Summary
The University of California, Berkeley and San Francisco combined are one of the largest buyers in the Bay Area. Historically, it has been a time-consuming process to analyze suppliers' proposed price files and ensure the University is not paying more than contracted. Through the use of Pandas and Python, this once tedious and manual process can routinely be done in a matter of a few seconds.
Description
For the University of California, Berkeley and San Francisco, a routine management process of supplier price files used to be a time-consuming process. It is essential to analyze the sometimes tens of thousands of items a supplier offers to make sure the University doesn't accept larger price increases than is in compliance with a contract.
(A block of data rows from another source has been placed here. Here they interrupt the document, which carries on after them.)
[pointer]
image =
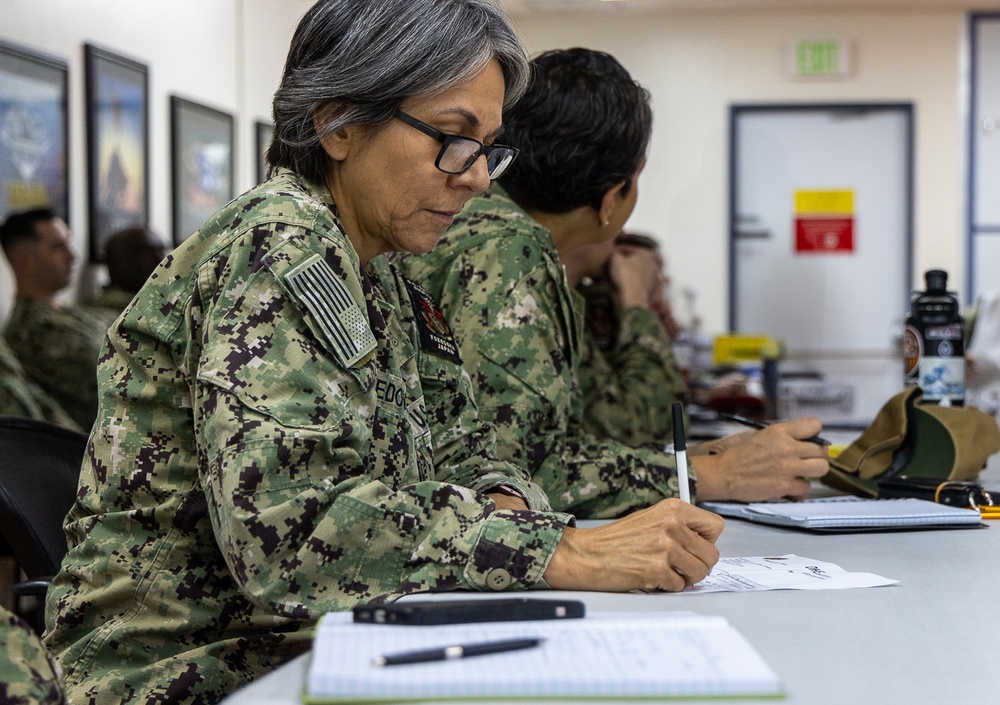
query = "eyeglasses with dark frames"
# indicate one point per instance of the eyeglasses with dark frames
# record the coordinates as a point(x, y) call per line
point(458, 154)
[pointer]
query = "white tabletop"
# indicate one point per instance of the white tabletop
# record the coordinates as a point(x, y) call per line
point(931, 639)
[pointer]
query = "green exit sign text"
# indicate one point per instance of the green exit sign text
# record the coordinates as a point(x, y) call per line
point(826, 58)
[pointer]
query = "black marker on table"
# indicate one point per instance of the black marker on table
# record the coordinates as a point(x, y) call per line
point(752, 423)
point(444, 653)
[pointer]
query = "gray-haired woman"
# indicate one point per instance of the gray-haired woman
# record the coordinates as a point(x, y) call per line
point(285, 428)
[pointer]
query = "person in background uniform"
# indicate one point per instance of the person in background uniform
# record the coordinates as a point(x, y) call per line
point(285, 426)
point(131, 256)
point(628, 376)
point(583, 130)
point(28, 675)
point(20, 396)
point(56, 344)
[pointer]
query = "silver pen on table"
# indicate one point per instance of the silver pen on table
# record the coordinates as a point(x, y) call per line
point(444, 653)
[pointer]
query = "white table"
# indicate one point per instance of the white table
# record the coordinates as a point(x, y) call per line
point(930, 640)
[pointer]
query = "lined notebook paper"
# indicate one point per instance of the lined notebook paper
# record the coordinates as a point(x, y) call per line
point(603, 655)
point(849, 513)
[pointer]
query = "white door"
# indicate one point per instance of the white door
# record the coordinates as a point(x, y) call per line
point(821, 218)
point(984, 226)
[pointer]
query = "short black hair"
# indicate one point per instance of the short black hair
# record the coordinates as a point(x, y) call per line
point(583, 126)
point(20, 226)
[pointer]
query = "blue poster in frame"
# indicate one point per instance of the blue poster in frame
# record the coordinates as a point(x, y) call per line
point(117, 101)
point(34, 140)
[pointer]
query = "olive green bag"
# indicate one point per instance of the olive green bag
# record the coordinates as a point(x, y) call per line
point(912, 440)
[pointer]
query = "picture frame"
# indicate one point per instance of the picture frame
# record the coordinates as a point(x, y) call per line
point(34, 131)
point(264, 132)
point(202, 163)
point(117, 106)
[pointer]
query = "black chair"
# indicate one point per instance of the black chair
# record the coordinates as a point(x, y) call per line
point(39, 472)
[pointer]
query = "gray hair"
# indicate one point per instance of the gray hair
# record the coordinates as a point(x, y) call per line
point(363, 58)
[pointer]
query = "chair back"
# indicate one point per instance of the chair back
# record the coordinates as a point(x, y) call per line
point(39, 472)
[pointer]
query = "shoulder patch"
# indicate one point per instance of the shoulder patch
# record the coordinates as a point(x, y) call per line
point(435, 334)
point(341, 320)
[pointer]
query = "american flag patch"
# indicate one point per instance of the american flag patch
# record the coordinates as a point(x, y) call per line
point(340, 319)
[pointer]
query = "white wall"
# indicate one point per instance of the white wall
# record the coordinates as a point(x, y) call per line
point(229, 54)
point(697, 65)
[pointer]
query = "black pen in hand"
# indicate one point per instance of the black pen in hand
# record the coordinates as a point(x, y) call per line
point(444, 653)
point(762, 424)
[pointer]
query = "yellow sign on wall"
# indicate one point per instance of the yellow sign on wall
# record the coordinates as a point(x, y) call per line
point(839, 202)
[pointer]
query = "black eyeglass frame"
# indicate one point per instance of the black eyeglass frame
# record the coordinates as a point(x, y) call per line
point(447, 140)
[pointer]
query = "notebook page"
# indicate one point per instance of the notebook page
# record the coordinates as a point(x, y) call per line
point(601, 655)
point(866, 512)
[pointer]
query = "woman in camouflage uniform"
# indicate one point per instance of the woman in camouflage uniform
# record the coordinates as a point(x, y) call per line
point(285, 428)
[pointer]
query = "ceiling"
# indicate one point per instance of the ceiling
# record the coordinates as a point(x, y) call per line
point(527, 8)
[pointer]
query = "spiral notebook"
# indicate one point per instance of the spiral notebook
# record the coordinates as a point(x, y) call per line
point(850, 514)
point(604, 655)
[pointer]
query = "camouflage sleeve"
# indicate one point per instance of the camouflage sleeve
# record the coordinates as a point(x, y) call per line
point(627, 390)
point(307, 518)
point(58, 350)
point(514, 338)
point(20, 396)
point(28, 676)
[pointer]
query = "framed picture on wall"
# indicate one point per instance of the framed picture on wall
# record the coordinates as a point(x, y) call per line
point(117, 100)
point(201, 163)
point(265, 131)
point(34, 136)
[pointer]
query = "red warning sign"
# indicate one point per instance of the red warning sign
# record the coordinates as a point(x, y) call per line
point(834, 234)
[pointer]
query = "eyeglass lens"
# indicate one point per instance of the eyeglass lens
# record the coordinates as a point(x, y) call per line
point(459, 153)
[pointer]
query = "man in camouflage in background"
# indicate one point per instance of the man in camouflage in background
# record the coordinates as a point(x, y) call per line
point(583, 129)
point(20, 396)
point(28, 675)
point(628, 375)
point(131, 256)
point(56, 344)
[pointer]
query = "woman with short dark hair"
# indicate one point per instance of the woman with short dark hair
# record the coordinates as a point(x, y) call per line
point(285, 427)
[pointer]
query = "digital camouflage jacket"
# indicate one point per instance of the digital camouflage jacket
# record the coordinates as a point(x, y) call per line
point(628, 375)
point(501, 285)
point(281, 433)
point(58, 349)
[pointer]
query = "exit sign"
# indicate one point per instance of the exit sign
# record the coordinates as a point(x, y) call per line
point(819, 58)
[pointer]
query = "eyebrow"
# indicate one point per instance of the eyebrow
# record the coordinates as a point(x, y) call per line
point(472, 119)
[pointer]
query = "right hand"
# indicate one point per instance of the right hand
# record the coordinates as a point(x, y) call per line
point(668, 546)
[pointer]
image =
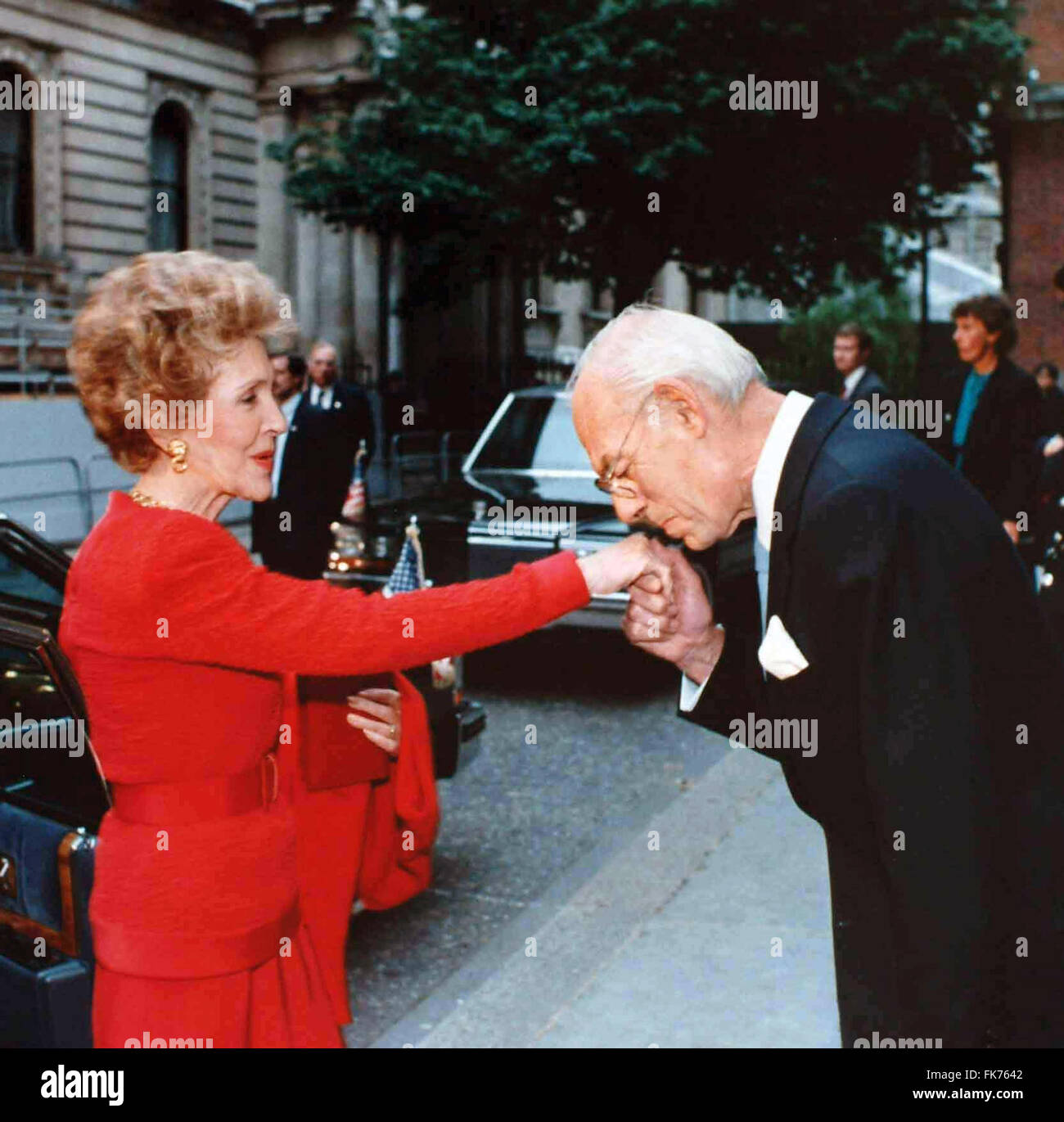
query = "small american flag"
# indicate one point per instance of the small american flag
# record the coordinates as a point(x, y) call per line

A historical figure of past purchases is matched against the current and proposed catalogs and then analyzed to ultimately find out the percentage increase and number of products removed. Each Universities' motivation is to not accept a file that has larger price increases than contracted nor a file with several previously purchased products removed.
To combat the tedious and time-consuming process of manually analyzing the previous spend with the current and proposed files, a Python script was written. This heavily uses Pandas as well as Numpy for computations. The code uploads all three files as a dataframes and creates a common variable to compare similar products. It matches what was previously purchased to the identical products in the current and proposed catalogs. After filtering any 'bad' input that would skew the results, several values are computed and the code outputs the necessary figures to determine if a supplier's price file is acceptable. The code even documents each catalog result automatically so the historical changes are organized and noted in a csv.
This code is an exponential improvement to the manual process that was historically done. The end numbers are known in a matter of seconds as opposed to hours of Excel or Access analysis. For some suppliers, Excel is even incapable of uploading the entire catalog, thus making any analysis nearly impossible. Python and Pandas have not only made the analysts time more efficient but have opened the door for several possibilities.
Although this code has greatly improved this continuous analysis, more advanced techniques could potentially improve the process. The department soon hopes to use a forecasted spend figure rather than a historical snapshot to project spend against the proposed catalog. Moving forward, having the analysts armed with Python knowledge, Strategic Sourcing hopes to yield more meaning through the daily flow of spend data through machine learning techniques.